La Russie s'est assigné un "objectif ambitieux qui consiste à doubler son produit intérieur brut". "Il s'agit là d'une percée économique fondamentale. C'est difficile mais faisable", a-t-il déclaré dans son intervention au forum énergétique de Londres.
L'énergie est la locomotive de notre économie et la croissance de ce secteur entraîne celle de l'économie dans son ensemble", a dit Vladimir Poutine.
Pour réaliser cet objectif, le rythme de croissance annuel ne doit pas être inférieur à 7,2%. Au cours des premiers mois de l'année, il a été de 7,1%, a dit le président.
"L'intégration de la Russie dans l'économie européenne et mondiale est une priorité incontestable. Dans cet ordre d'idées, nous considérons la Grande-Bretagne comme notre principal partenaire", a déclaré le chef de l'Etat russe.

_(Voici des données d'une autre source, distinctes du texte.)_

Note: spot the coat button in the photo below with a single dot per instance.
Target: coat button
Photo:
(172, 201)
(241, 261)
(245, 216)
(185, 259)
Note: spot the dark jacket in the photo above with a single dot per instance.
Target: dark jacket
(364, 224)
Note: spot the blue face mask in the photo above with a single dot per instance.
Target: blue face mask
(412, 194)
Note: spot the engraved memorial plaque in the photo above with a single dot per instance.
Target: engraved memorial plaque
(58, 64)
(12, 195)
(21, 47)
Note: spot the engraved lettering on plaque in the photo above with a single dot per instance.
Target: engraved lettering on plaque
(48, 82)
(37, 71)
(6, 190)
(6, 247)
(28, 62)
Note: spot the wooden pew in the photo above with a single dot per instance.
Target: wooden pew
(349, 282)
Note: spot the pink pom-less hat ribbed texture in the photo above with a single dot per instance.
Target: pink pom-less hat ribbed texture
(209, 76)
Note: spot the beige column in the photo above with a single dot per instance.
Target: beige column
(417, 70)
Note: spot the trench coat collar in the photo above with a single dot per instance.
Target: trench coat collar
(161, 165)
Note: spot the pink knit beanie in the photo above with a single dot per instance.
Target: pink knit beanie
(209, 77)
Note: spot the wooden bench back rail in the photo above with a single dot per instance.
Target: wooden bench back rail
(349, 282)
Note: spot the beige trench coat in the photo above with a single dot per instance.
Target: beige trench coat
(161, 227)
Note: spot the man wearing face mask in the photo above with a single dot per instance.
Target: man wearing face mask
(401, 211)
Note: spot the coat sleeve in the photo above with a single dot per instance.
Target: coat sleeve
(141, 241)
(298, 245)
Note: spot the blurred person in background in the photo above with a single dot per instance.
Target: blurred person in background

En 2002, le chiffre d'affaires des échanges commerciaux bilatéraux s'est accru de 15% et la Grande-Bretagne est devenue le troisième investisseur dans l'économie russe, après l'Allemagne et Chypre. Commentant la deuxième position de Chypre, Vladimir Poutine a expliqué que c'est l'effet du rapatriement de capitaux russes, ce qui est, selon son expression, un "autre bon signe".